Debs’ strength was concentrated in the Twin Cities and the northern part of the state, drawing his high figures in Lake County in the northeast, nearly a third of the voters, with respectable figures in excess of 13% in Hennepin, 9% in Ramsey, and 11% in Duluth and on the Iron Range, compared to minuscule numbers hovering in the 1-2% range in many areas in the southern part of the state.
While Debs had no realistic chance of being elected, no one disputed his eligibility for the presidency, demonstrating that being charged, convicted, and even incarcerated for a crime would not bar the erstwhile president from seeking office again, although there would be obvious infirmities in trying to run a quasi-oval office from a jail cell, along with Cabinet meetings, conferences with foreign dignitaries would be awkward, to say the least, let along arrange for Secret Service protection from adjoining cellblocks.

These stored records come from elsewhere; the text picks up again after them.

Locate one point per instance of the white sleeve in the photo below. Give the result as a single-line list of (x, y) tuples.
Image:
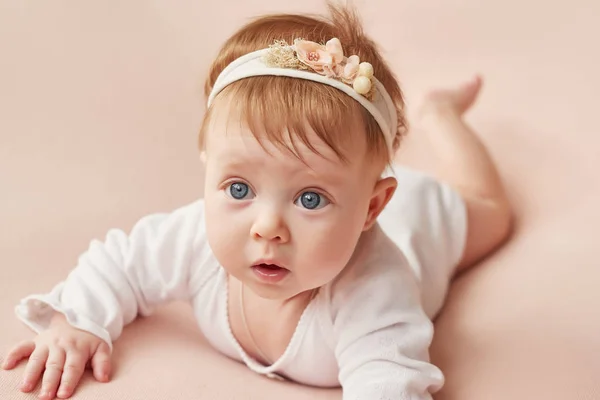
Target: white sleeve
[(383, 335), (126, 275), (427, 220)]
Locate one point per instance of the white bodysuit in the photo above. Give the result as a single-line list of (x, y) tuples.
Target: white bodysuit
[(368, 330)]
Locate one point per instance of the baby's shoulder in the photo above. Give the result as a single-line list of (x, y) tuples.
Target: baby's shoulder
[(378, 274)]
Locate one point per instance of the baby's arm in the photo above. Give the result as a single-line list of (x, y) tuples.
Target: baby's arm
[(114, 281), (464, 163)]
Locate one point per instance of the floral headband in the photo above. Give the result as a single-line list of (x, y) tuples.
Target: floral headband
[(319, 63)]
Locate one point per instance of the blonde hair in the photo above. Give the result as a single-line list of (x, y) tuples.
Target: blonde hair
[(274, 106)]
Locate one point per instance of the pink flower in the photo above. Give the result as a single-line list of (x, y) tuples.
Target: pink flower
[(326, 60)]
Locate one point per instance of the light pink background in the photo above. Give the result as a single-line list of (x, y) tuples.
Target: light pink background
[(100, 104)]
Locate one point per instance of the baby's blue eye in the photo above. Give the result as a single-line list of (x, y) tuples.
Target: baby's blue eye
[(240, 191), (311, 201)]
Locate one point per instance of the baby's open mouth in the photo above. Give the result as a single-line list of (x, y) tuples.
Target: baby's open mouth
[(270, 273)]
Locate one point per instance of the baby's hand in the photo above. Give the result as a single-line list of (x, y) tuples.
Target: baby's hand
[(61, 353)]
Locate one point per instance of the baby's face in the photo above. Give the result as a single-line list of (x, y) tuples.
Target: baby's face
[(277, 224)]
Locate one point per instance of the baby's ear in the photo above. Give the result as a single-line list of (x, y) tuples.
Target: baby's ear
[(382, 193)]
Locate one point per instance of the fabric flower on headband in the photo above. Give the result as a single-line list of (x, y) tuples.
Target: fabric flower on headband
[(327, 60)]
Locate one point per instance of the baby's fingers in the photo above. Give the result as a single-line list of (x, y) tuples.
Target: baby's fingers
[(17, 353), (34, 369), (74, 367), (101, 363), (54, 370)]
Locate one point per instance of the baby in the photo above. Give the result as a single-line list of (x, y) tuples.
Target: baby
[(309, 258)]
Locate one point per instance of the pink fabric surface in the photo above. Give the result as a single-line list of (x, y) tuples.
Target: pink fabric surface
[(100, 104)]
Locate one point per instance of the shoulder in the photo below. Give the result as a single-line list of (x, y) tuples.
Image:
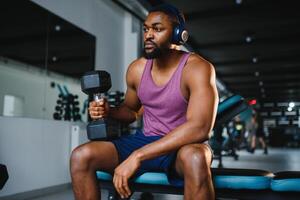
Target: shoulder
[(199, 68), (135, 71), (137, 65)]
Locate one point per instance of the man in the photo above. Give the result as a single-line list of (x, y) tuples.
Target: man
[(179, 98)]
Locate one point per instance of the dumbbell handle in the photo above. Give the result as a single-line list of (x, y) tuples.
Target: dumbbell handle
[(98, 97)]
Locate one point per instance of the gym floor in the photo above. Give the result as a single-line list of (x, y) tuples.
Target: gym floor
[(277, 160)]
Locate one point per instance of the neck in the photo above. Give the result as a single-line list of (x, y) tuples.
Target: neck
[(167, 59)]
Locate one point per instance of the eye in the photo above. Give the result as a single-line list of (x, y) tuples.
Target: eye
[(157, 29), (145, 29)]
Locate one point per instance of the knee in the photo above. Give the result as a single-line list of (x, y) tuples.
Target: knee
[(81, 158), (194, 158)]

But Trump has broken the mold in many unexpected ways. Running for president from jail would seem highly unlikely, but not impossible. Hoping for a better electoral outcome, he could try to emulate Socialist Debs in the election of 1920.
Incidentally, the offense for which Debs was convicted and imprisoned during his presidential run? Violation of the Espionage Act!
PERSPECTIVES POINTERS
Some Third-Party Candidates Votes Since Debs Ran from prison
- 1932: Socialist Norman Thomas, 2.2%
- 1948: Dixiecrat Strom Thurmond, 2.4%
- 1968: American Independent Party, George Wallace, 13.5%
- 1980: Independent John Anderson, 6.6%
- 1992: Reform Party/Independent Party Ross Perot, 19%
- 2000 – Independent Ralph Nader, 2%.
Marshall H. Tanick is an attorney with the Twin Cities Law firm of Meyer Njus Tanick.